Marine Products Export Development Authority (MPEDA)
The Marine Products Export Development Authority (MPEDA) was set up by an act of Parliament during 1972. The erstwhile Marine Products Export Promotion Council established by the Government of India in September 1961 was converged into MPEDA on 24th August 1972. MPEDA is given the mandate to promote the marine products industry with special reference to exports from the country.

ABHYAS – High speed Expendable Aerial Target (HEAT)
GS Paper 3: Achievements of India in Science & Technology; Indigenization of Technology and Developing New Technology.
Important for:
Prelims Exam level: Aircraft’s Capabilities and manufacturer etc.

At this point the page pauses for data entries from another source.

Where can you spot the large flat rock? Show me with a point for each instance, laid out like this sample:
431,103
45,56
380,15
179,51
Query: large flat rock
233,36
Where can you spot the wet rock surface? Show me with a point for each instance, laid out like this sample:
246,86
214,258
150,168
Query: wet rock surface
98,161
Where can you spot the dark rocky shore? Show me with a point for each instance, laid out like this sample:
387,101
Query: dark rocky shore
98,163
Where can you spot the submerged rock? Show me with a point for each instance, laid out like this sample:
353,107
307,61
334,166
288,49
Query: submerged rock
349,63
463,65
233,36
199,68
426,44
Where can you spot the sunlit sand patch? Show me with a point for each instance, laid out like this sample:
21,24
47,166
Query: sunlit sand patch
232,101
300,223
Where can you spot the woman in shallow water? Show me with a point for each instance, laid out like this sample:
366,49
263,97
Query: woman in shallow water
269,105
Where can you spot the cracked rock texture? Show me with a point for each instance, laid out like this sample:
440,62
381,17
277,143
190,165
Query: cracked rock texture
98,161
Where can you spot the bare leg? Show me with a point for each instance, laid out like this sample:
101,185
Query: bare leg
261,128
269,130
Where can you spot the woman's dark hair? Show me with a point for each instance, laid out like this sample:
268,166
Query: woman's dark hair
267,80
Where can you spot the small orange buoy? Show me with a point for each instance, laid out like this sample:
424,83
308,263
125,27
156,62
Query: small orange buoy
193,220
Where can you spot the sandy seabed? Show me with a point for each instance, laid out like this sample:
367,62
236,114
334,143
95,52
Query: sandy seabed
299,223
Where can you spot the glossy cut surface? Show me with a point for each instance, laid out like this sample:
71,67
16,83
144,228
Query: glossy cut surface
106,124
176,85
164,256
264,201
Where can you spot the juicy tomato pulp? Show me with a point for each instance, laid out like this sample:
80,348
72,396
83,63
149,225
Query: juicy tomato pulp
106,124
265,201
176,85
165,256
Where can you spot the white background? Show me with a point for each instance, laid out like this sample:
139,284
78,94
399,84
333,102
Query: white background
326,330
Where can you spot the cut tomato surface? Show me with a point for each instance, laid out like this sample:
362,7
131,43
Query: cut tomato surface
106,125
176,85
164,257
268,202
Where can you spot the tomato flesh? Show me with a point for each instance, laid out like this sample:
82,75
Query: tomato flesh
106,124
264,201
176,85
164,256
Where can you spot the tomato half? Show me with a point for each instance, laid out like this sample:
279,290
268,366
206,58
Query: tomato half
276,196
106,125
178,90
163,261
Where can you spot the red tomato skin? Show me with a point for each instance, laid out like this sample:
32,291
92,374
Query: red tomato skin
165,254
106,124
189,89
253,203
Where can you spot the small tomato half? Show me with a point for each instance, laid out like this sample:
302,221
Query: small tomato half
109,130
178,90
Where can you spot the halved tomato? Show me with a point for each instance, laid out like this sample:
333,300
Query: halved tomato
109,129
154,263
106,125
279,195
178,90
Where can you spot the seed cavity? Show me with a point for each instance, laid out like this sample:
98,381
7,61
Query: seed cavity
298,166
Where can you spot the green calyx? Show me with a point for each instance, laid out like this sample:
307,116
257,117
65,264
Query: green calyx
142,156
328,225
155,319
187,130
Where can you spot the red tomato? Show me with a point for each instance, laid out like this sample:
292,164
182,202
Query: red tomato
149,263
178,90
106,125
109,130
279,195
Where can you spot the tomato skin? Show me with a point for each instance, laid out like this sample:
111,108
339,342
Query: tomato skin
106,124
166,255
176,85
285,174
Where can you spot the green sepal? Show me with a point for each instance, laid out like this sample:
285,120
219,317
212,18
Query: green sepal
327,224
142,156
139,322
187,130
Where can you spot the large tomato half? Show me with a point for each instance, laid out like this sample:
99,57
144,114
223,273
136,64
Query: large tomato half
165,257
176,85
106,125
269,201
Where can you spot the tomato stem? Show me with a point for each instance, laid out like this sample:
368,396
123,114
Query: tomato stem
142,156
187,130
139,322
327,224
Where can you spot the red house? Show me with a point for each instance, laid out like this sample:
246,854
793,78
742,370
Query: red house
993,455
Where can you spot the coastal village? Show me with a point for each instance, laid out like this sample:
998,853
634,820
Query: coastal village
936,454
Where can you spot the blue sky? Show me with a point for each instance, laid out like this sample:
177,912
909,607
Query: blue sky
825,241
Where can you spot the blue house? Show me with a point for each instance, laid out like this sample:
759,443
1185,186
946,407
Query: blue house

Mains Exam level: Indigenization of Defence Technology.
Why in news

ABHYAS – High speed Expendable Aerial Target (HEAT) was successfully flight-tested from the Integrated Test Range (ITR), Chandipur off the coast of Odisha on June 29, 2022.
About ABHYAS – High speed Expendable Aerial Target (HEAT)
● ABHYAS is designed & developed by Aeronautical Development Establishment of Defence Research and Development Organisation (DRDO).
● The air vehicle was launched using twin under-slung boosters which provide the initial acceleration to the vehicle.
● It is powered by a small gas turbine engine to sustain a long endurance flight at high subsonic speed.
● The target aircraft is equipped with Micro-Electromechanical Systems-based Inertial Navigation System for navigation along with the Flight Control Computer for guidance and control along with Indigenous Radio Altimeter for very low altitude flight and Data Link for encrypted communication between the Ground Control Station and Target Aircraft.
● The vehicle is programmed for fully autonomous flight.
● Development of this system will meet the requirements of aerial targets for the Armed Forces.